The IETF thinking for the last 10+ years (and I include myself in this) had been that dual stack was the answer and most things would be converted to dual stack before we ran out of v4.

Well, it has not happen.

There is still very little v6 deployment and we will be running out of v4 space soon (instantiate soon by your particular prediction of the day you won't be able to get space from your RIR, either because there is no more or because you do not qualify any longer).

Given the above, it is clear that we are gong to see devices (which might be dual stack *capable*) that will be deployed and provisionned with *v6-only*...

At the edge of the network, where we have devices by the millions and where address space is a critical issue and dual-stack is a non starter, this is already under way...

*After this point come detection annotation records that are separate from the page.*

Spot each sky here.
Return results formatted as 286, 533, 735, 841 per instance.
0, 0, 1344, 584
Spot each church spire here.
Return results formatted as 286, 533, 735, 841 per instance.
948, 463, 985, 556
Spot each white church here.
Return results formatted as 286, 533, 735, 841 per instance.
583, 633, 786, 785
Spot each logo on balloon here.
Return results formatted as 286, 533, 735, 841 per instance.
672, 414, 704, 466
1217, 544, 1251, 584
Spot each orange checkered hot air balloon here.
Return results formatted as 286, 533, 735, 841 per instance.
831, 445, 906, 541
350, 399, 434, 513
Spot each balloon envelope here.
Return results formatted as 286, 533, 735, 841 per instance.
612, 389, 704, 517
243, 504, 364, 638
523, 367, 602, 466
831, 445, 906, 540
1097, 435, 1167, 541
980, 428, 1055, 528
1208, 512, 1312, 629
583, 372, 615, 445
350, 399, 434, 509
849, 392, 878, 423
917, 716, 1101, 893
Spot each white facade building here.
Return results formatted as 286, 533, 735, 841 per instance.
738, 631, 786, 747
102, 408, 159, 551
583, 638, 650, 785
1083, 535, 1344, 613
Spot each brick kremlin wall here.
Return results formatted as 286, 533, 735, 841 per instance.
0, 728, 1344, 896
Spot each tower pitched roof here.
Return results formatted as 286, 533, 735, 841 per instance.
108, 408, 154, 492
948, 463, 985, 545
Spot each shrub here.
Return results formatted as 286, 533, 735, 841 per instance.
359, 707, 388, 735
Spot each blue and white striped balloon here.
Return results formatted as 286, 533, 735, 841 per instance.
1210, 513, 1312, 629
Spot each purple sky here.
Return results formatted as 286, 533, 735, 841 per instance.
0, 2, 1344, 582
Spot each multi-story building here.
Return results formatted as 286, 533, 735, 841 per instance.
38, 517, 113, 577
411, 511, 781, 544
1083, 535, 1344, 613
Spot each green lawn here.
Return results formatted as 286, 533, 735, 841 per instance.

It is also becoming apparent that:

- the "core internet" (ie the web and any infrastructure server) will take a long time to move to v6 and/or dual stack.

- new v6-only edges will have to communicate with it. So we need v6->v4 translation in the core

- legacy v4 PCs (think win95 up to win XP) using RFC1918 addresses behind a home gateway  will never be able to upgrade to an IPv6-only environment. So if we provision the home gateway with v6-only (because there will be a point where we do not have any global v4 addresses left for it) those legacy PCs are going to need a double translation, v4->v6 in the home gateway and then v6 back to v4 in the core. Note: a double private v4->private v4->global v4 translation would work too, but if you are running out of private space as well, this is also a non-starter...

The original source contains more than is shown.